My first question is this: Does the ArrayFire compiler perform any optimizations specific to the GPU hardware on the generated CUDA/OpenCL code? For example by optimizing the code by using the shared memory, or by coalescing the memory accesses? If it does I would like to know which optimizations it is performing, and if there is a specific way to write your programs in order to enable as many optimizations as possible.

My second question is about the indices of the gfor loop. It seems to me that the gfor loop will only have a single index that one could use to define data parallelism in your program.
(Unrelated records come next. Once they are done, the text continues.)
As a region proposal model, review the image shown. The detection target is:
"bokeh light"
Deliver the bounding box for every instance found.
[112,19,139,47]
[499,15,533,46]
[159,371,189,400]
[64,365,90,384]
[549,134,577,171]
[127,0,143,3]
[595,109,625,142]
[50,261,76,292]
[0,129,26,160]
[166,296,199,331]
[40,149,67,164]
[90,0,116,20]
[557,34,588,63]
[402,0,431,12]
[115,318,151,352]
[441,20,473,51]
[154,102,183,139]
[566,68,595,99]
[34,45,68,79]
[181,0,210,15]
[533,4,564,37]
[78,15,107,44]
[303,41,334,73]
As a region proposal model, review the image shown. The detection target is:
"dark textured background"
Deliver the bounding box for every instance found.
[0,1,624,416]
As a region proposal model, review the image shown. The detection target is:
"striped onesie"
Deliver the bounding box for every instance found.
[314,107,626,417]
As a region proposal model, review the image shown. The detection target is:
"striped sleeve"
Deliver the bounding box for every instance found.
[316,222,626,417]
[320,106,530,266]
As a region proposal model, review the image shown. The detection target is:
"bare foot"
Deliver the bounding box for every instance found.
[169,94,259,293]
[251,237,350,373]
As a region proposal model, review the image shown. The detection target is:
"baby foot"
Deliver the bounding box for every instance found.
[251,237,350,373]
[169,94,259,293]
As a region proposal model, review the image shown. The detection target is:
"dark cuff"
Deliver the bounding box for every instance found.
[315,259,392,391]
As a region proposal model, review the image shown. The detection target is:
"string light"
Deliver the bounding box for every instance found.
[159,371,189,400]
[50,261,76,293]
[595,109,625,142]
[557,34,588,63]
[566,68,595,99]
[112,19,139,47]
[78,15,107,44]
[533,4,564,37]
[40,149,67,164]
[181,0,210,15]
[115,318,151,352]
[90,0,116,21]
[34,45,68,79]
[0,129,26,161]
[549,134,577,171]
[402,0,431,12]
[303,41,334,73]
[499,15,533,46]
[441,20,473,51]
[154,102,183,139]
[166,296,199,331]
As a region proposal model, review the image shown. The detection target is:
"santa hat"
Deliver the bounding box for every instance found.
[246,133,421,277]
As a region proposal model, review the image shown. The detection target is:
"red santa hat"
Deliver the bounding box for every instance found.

Take for example the NBody simulation that I have written below (only the force calculation is shown)

- Code: Select all
`gfor (array k, N) {`

float a_x = P(0, 0).scalar<float>();

float a_y = P(1, 0).scalar<float>();

float a_m = M(0).scalar<float>();

float f_x = 0.0;

float f_y = 0.0;

for (unsigned j = 0; j < N; j++) {

float b_x = P(0, j).scalar<float>();

float b_y = P(1, j).scalar<float>();

float b_m = M(j).scalar<float>();

float r_x = b_x - a_x;

float r_y = b_y - a_y;

float d = r_x * r_x + r_y * r_y;

array ja = (constant(j,1));

array mask1 = (k == ja);

float deno = sqrt(d * d * d) + mask1.as(f32).scalar<float>();

deno = (a_m*b_m/deno) * (!mask1).as(f32).scalar<float>();

f_x += (deno * r_x) ;

f_y += (deno * r_y) ;

}

F(0, k) = f_x;

F(1, k) = f_y;

}

The gfor loop uses the array k to define the parallelism. If I were to parallelize also the j-loop, is it then possible to use both k and j to define the parallelism? For instance by using a gfor( array(k,j), N,N ) kind of loops? Or are you restricted to 1D parallelization at the moment? I am asking since I am doing some masking in the NBody simulation that makes use of the k and j indices and I need to be able to have both of them.

Best Regards,

Jacob